What is the worst thing that can happen to you when you are traveling? As I am traveling a lot these days, I decided to make a Lettermanesque list of the top ten bad things that can happen to you when you’re traveling. You can decide for yourself if I am right.
10. You packed too much. Yes, that’s right, even for the seasoned traveler, there is at tendency to overpack. I am in Romania as I write this, and when my wife saw how little I was taking she said, “No way. That’s not enough.” But, for the first time in my married life, she was wrong. I did pack enough, barely. Okay, so she was pretty close to right.
9. You can discover that you used someone else’s toothbrush by accident. Now some of you are thinking this should be number one. But it is not. Why? This rarely happens, but I have had it happen. And it is gross, but not as bad as number 8.
8. You lose your passport, and you didn’t bother to make a xerox or photograph of it. Hassle city in either case. Sorry!
7. Some son-of-a-bugger cuts in line while you’re patiently waiting to get into a museum, or board a plane, or even just check out of the grocery store. Yep, that’s a pisser. There’s no point in complaining. They will pretend to know no English.
6. Your luggage gets lost. Really lost. Like it’s five to eight days lost, and you’re now in another city, and it’s still lost. Good news/bad news. You just bought a new wardrobe—that’s the good news. Bad news: you skipped the $12 trip insurance that covered lost luggage. Crud.
5. Your glasses break. Yep, that happened to me on this trip. So you go to get new ones. But, because you’re in Wales, they don’t allow you to get them without a “valid” (=within one year) prescription. But your exam was a year and 2 weeks ago. “Sorry, not ‘valid’.” Ugh! So you call your ophthalmologist and convince him to change the date. He does so, but it will now cost you a really expensive gift that you will have to bring all the way from Wales for him. Still, things could be worse. Try number 4.
4. Strike. Yes, strike. The Europeans (especially the Italians?) seem to love to have strikes. And somehow they time them for when you need to travel. So the busses and trains both shut down. Seriously? You kiddin’ me?

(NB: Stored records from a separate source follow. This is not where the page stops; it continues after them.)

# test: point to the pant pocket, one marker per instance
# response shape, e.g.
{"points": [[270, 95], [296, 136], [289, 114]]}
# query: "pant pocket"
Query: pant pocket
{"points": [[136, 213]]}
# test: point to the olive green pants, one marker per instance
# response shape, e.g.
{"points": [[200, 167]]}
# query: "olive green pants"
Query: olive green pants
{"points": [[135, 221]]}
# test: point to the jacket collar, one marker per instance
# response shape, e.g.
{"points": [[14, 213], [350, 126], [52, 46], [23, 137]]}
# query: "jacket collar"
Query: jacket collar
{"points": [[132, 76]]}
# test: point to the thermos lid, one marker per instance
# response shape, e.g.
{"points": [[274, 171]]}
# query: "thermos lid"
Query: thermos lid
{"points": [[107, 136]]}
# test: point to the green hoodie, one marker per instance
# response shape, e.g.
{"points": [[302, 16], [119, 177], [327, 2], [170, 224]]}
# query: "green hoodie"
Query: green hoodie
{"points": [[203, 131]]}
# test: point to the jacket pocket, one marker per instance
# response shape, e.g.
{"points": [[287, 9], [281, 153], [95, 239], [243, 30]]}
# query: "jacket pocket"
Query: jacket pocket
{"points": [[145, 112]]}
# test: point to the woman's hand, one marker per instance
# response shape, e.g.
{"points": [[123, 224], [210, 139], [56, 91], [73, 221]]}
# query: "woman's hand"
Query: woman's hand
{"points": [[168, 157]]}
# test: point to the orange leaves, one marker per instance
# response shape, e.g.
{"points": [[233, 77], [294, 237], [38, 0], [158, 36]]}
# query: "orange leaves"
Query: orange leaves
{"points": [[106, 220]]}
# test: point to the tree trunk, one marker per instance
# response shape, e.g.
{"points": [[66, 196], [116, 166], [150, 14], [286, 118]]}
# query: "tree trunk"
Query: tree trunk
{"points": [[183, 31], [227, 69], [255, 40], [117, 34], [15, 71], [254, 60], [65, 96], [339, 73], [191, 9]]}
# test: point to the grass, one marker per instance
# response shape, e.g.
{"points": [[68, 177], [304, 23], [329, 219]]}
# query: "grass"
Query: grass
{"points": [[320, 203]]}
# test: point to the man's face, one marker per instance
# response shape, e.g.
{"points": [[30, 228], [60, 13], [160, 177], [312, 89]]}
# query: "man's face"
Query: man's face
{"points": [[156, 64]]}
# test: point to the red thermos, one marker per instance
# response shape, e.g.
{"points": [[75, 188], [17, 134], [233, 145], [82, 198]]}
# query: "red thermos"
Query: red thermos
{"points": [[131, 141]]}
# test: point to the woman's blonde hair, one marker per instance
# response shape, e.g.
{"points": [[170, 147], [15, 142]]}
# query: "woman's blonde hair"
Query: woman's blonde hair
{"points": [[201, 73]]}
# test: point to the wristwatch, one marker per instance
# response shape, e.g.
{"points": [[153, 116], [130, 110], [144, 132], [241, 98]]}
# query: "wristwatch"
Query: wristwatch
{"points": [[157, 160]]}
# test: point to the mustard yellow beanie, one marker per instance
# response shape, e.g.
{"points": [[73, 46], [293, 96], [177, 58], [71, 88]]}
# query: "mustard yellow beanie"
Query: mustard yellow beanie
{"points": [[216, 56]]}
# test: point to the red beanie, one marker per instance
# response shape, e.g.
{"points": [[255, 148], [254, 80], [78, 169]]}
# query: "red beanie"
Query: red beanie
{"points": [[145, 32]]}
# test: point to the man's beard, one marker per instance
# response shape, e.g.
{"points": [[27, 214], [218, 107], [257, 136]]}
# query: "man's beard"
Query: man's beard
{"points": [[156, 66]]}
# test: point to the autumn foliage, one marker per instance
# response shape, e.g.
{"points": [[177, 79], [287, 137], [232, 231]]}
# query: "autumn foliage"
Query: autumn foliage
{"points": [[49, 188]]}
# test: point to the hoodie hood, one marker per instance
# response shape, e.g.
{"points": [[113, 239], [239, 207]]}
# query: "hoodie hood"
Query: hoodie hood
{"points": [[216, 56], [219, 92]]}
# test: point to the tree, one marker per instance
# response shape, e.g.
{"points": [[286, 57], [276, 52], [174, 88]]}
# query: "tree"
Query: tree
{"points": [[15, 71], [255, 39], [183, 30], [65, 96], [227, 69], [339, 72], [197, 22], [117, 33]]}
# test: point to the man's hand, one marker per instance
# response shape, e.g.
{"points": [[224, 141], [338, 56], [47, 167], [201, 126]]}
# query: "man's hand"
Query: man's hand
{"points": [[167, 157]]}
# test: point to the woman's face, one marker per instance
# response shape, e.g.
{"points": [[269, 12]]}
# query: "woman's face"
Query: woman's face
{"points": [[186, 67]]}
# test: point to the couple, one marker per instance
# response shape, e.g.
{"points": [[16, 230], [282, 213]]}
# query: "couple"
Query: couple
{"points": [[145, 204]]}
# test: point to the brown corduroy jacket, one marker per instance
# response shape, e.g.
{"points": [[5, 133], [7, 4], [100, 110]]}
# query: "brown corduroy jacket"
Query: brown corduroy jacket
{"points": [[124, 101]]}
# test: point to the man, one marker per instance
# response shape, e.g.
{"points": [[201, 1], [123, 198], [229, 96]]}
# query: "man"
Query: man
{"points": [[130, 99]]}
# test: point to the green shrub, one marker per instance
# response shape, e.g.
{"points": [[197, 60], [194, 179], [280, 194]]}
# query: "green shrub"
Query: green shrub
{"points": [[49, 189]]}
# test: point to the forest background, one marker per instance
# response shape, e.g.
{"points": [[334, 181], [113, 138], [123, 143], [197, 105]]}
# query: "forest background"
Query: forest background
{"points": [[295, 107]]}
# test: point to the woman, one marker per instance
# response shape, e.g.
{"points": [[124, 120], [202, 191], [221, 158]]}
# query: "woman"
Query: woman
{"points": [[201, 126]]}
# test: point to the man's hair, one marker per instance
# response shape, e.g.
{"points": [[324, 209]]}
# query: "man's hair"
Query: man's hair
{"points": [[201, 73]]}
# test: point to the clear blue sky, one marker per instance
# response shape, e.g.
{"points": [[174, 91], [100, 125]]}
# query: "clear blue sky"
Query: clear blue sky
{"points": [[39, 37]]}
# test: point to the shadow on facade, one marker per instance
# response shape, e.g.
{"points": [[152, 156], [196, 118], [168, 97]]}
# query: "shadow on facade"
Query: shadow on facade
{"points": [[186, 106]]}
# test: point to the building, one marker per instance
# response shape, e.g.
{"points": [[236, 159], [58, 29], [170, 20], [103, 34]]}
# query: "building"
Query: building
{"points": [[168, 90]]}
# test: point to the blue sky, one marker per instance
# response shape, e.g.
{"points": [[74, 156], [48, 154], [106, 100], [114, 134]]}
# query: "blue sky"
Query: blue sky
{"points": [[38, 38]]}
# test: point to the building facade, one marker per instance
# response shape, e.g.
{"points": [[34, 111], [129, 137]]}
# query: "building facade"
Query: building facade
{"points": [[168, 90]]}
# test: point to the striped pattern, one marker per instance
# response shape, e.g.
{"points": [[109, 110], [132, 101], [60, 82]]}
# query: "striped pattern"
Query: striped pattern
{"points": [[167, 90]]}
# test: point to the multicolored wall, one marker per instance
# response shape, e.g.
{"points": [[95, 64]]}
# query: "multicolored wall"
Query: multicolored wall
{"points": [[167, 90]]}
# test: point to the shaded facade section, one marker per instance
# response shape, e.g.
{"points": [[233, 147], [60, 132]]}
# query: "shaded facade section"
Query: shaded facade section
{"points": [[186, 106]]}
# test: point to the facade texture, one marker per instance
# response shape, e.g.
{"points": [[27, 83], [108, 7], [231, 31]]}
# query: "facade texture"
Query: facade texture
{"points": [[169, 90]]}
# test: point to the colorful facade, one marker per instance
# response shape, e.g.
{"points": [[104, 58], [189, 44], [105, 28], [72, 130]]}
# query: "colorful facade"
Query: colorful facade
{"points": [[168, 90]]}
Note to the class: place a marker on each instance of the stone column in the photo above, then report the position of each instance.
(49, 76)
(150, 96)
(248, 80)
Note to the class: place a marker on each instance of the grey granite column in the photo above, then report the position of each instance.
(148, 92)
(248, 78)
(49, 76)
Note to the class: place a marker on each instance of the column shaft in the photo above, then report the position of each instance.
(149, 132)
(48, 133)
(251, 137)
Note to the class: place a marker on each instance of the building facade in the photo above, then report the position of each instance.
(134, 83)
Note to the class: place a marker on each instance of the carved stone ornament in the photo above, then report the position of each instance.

3. Your kid falls off a skateboard and knocks out her front teeth. Yep, that happened to me when I was in Africa. With my wife. My poor eldest daughter had to handle everything. There’s a special place in Heaven for her. There definitely is.
2. You wind up in a TB ward because you broke a few ribs falling when you got out of the shower. In Ukraine. You just can’t make this stuff up. So, when you get home you have to be tested for TB. Yikes!
1. You simply have no toilet paper at a very, very inopportune moment. You’re already in a men’s or women’s room that is hygienically unacceptable—no toilet seat; yep, none. And you really need to be in that bathroom because you were apparently not used to the water or the food or something… well you can do the math. And only after you’ve taken care of your emergency—for it was an emergency—do you realize that the dispenser has nothing to dispense. So you use your teeth or a nail clipper or a match or something to rend your underwear into pieces to use as “substitute toilet paper” and then you go commando the rest of the day. You can see why this one is at the top of the list. I am glad to say that it has only happened to me once.
Thanks for reading. Sorry to close with the grossest one, but it is number 1 for a reason. And you can see why I did not put any pictures in the blog. No need. The images dance off the page.
Bon voyage. Gute Reisen! Happy travels!